Le roman débute sur une confusion : pourquoi Ella se retrouve-t-elle dans cet asile ? Nous le découvrons au fil des pages en entrant dans l’asile de Sharston, avec une certaine réticence, et avec des pensionnaires, malades et attachants, chacun à leur façon. Chaque vendredi soir, la monotonie laisse place à un moment récréatif durant le bal qui réunit les hommes et les femmes de l’asile, habituellement séparés. Ainsi nous découvrons de nouveaux visages et parmi eux, celui de John. L’histoire naissante entre John et Ella est belle et délicate. Animée par l’attente des vendredis et par des lettres brèves qu’ils s’échangent, ils vivent leur histoire d’amour, enfermés et  privés de libertés. Cependant, derrière cette douce romance se cache la sombre ambition du docteur Fuller, qui veut guérir, c’est-à-dire contrôler, rendre définitivement fous (ou légumes) les patients de l’asile.
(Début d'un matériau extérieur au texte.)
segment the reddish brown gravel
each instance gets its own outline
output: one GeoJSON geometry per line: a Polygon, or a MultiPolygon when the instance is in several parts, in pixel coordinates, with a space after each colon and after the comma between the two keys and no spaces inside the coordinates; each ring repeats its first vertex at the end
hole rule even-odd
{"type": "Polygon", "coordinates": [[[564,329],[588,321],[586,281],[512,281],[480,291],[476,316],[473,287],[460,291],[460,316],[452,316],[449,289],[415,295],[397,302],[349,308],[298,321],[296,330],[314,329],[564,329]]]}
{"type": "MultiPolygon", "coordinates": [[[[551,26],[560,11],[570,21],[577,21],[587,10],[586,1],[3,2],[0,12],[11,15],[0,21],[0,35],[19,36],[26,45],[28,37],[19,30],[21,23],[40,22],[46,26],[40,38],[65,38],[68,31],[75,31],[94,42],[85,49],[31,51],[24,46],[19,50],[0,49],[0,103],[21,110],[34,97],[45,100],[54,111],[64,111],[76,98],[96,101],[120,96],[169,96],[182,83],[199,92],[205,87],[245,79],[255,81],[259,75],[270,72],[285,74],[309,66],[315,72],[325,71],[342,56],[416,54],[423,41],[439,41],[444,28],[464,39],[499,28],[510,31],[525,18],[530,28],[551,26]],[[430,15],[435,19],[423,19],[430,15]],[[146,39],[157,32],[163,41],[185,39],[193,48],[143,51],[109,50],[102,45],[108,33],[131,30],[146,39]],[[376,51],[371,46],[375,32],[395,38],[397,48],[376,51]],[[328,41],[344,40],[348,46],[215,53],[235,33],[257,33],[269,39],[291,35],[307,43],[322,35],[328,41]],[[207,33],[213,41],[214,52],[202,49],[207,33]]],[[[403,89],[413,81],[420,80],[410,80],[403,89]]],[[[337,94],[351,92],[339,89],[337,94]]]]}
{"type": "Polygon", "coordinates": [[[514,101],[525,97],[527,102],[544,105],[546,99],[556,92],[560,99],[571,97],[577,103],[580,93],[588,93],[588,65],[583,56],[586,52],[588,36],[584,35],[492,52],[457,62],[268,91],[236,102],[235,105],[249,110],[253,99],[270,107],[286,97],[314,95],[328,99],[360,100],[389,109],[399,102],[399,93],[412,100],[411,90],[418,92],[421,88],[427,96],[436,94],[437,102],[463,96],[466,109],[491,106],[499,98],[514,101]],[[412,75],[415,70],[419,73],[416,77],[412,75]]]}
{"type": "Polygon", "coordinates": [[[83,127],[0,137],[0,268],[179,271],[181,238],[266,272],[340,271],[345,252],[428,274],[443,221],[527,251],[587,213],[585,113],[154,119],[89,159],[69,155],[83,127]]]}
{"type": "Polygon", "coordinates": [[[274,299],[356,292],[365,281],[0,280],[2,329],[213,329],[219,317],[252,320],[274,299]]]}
Ce roman est une fiction qui est néanmoins basée sur des faits, certes modifiés, mais réels. Cette salle de bal est la seule lueur d’espoir de l’asile pour les pensionnaires.

« Qui était-il pour être heureux ? Cet…homme ? Ce n’était même pas un homme. Il n’était guère plus qu’une bête des champs.
Et la fille…cette chose. » 

Divers sont les personnages, j’ai été surprise de m’attacher aussi vite aux deux protagonistes et à leur histoire. Ella est avant tout perdue et est vulnérable dans cet environnement qu’elle ne connaît pas. Je l’ai appréciée pour sa naïveté qui la sauve. Le mélancolique John est aussi touchant. Ensemble, ils sont une évidence. Mais Fuller est là, aussi horrible qu’un être humain se sentant supérieur à un autre peut l’être. Il dupe le lecteur jusqu’au bout avec son souhait de possession humaine.

Anna Hope nous conduit dans un véritable tourbillon d’émotions rythmé par la cadence du bal et des mots. En lisant ce roman, j’ai découvert une incroyable auteure avec le regret de ne pas l’avoir lue plus tôt. Son écriture est sans artifice, à la fois simple et vraie, à l’image des protagonistes.

La Salle de bal est un coup de cœur et j’en suis ravie. J’ai aimé la beauté du texte, l’histoire d’Ella et de John, il y a quelque chose d’hypnotique qui s’en dégage.